In spite of the pain and humiliation punching a hole in his chest, Kenan chuckled. “That’s fair.” He hesitated. “Am I that obvious?”
“No.” Achilles held up his hands, palms out, when Kenan tossed him an incredulous look. “I’m not lying to you. Like I said, I’ve spent a lifetime watching people and I was right where you are. Which is why I can ask, why not put yourself out of this particular hell? You two are best friends and from what I can see damn perfect for each other. Why not just tell her?”
A humorless smile twisted Kenan’s mouth. Spoken like a man who’d found his happily-ever-after and wanted the same for everyone else. On the other side, it seemed so simple. When it was so far from it.
“Because she’s in love with my brother.”
“Well, fuck.”
A bark of laughter slipped free at Achilles’s blank, wide-eyed expression of horror. Followed by another laugh. Achilles blinked, then after a second, a chuckle rumbled out of him.
“That’s screwed up.”
“It is what it is.” Kenan sighed, his humor disappearing as quickly as it had arrived. “Thanks, Achilles. For...”
“You’re welcome.”
With a dip of his chin, Kenan turned and the two of them headed back to their small group. When they reached them, Eve immediately stepped close to him, her gaze searching his. And he reached for and found the familiar mask he’d donned since he’d been a teen and realized the girl he’d called friend for most of his life had become so much more. He wanted so much more. He wanted her.
She brushed her fingers over the back of his hand. “Everything okay?”
“Fine. Just a couple of work things he wanted to go over with me.” The lie rolled off his tongue. Because that was another thing he’d become proficient at over the years with her—lying. Every day he made the decision to conceal the truth, so it’d become second nature.
“Kenan,” Cain said, his voice threaded with warning. “Incoming.”
He hadn’t needed that heads-up. Not with Eve’s hand wrapping around his and squeezing. Not with the snarl of love, unease and frustration tightening inside him until he couldn’t breathe past it.
Just as he’d done with Eve, he donned another mask; that was his life, after all. One for the charismatic playboy that charmed Boston society. One for the serious businessman that worked with his industry associates. Another for the wise-cracking, carefree younger brother of Cain and Achilles.
And one for the adopted son trying to prove himself worthy of being chosen by his parents.
That last mask had so many cracks and fissures from his many failures, sheer will and hope were the duct tape keeping it from falling apart.

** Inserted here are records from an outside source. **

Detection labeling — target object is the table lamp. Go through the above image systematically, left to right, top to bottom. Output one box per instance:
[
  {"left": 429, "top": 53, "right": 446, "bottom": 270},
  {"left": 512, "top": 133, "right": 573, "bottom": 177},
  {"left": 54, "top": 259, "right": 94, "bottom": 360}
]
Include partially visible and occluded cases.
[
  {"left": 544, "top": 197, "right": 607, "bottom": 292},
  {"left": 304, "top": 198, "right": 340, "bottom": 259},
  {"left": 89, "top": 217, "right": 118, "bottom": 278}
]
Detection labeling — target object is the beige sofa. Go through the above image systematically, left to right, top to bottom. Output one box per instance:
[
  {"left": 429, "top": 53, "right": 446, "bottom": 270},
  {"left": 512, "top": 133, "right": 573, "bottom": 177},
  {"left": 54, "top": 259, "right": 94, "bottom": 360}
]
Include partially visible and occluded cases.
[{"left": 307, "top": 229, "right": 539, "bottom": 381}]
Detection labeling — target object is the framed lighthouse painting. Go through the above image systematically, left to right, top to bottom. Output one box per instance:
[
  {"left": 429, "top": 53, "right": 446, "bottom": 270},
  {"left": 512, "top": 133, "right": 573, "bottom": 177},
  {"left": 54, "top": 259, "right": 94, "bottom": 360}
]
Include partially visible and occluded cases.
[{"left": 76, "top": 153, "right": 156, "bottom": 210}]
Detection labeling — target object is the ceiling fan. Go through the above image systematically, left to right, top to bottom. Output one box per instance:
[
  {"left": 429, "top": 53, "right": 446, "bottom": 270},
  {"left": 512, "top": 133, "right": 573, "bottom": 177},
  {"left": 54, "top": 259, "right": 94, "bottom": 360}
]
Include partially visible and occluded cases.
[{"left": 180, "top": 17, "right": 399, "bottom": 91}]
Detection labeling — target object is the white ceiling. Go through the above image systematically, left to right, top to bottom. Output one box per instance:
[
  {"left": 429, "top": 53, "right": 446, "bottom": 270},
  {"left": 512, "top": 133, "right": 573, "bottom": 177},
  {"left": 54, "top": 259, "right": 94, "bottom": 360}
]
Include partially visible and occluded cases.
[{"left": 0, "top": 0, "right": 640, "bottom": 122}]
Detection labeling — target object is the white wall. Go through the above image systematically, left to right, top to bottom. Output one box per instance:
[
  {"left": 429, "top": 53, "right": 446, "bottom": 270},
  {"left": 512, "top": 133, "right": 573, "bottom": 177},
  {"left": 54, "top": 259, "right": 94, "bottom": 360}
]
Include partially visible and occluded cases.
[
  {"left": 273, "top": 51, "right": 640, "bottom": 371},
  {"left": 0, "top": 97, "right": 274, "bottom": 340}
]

“Mom. Dad.” Kenan moved forward, greeting Nathan and Dana Rhodes as they approached. Pride and love swelled within him, temporarily eclipsing the tendrils of dread weaving through him.
Handsome and distinguished, Nathan Rhodes cut an imposing figure through the crowd. In a ballroom full of multibillionaires, he might not be the wealthiest, as a mere multimillionaire, but he was definitely one of the most respected. He helmed one of the oldest, most successful real-estate-development companies in the state, and Rhodes Realty Inc. enjoyed a solid national reputation. Kenan’s mother, beautiful and elegant, might be one of Boston society’s ruling matrons, but she also sat on the family company’s board and helped run it.
Google “power couple” and his parents didn’t populate just one definition, but the top three.
“Kenan.” His mother extended her hands toward him, gripping his, and drew him forward to brush kisses over his cheeks. “You look handsome. But then, you are my son.”
He grinned and kissed her cheek. “Of course. I get it from my mother.” He turned to his father, offering him his hand. Nathan grasped it. “Dad.”
“Son. I thought you were coming by the house for dinner before the gala. We missed you.” Guilt speared Kenan as his father’s gaze flicked over his shoulder to Cain, Achilles and their women. Nathan’s eyes chilled, then returned to Kenan. “You were probably too busy.”
The guilt crystallized into diamond-bright anger—hard, faceted and gleaming. His aversion to returning home had everything to do with Nathan, and Kenan’s choosing not to deal with another of his father’s lectures about loyalty and family. He was a grown man, yet minutes in Nathan’s company could render him a boy seeking his father’s unattainable approval.
That was all on Kenan and had nothing to do with the men standing behind him.
But neither his father nor his mother would hear him on that—they wouldn’t listen to him on anything having to do with Baron Farrell or his brothers. His leaving Rhodes Realty was nothing less than a defection in their eyes, an unforgivable betrayal, and the only absolution he could receive would be if he returned to the family business.
Didn’t matter if his chances of advancement in his own family’s company were hobbled by the mere circumstances of his birth.
Didn’t matter that every contribution he made was either dissected and discarded, or grudgingly accepted then credited to another.
Didn’t matter that his creativity smothered and died a slow, painful death.
All they saw was his perceived abandonment.
“Not at all,” Kenan said, the same ice in his father’s gaze filtering into his tone. “I just didn’t have time to stop in. Which is why I promised to try instead of saying I would.” He smiled, and probably shouldn’t have bothered if it appeared as forced as it felt. “Of course, you two know Eve.”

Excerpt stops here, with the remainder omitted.